Secondary schools will remain open, but with the following restrictions:
no breakfast club or mid-morning snack provision
school meals will be a packed lunch - pupils not receiving free school meals should bring their own lunch
no after-school care provision as all school lets will be cancelled
Glasgow is the first council to announce school closures but the industrial action is also expected to hit the following areas, with the exact days differing between local authorities.
Aberdeenshire
Angus
Clackmannanshire
Dundee City
East Renfrewshire
Inverclyde
Orkney
North Lanarkshire
Stirling
South Lanarkshire
It emerged on Thursday that Scotland's largest teaching union is to seek authorisation to ballot its members over industrial action including strikes.
The Educational Institute of Scotland's salaries committee has recommended members vote to reject a current 5% pay increase offer from local authority employers.
'Unsatisfactory offers'
EIS general secretary Andrea Bradley said three different offers to date - one of 2% and a second of 3.5% - had been "wholly unsatisfactory" and the latest was "still well below the current RPI inflation rate of 12.3%".

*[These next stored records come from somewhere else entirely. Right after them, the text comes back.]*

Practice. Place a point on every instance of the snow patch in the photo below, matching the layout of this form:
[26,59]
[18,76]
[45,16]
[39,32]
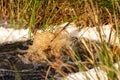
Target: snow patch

This amounted to "an over 7% pay cut for Scotland's teachers and that is something that we will never accept", Ms Bradley added, calling on council body Cosla and the Scottish government to "come up with a much fairer deal".
The union's executive committee will confirm ballot arrangements next Friday, 2 September, as it pursues an improved pay settlement.
The industrial action from 6-8 September by education services staff, and possible further action from teachers, comes amid an ongoing dispute among Scotland's waste and recycling staff.
Refuse workers in Edinburgh are midway through a two-week strike that has left bins overflowing in the streets of the capital.
Staff in 13 other Scottish local authority areas have also begun industrial action, with further strikes scheduled on dates between 6 and 13 September in more than 20 council areas.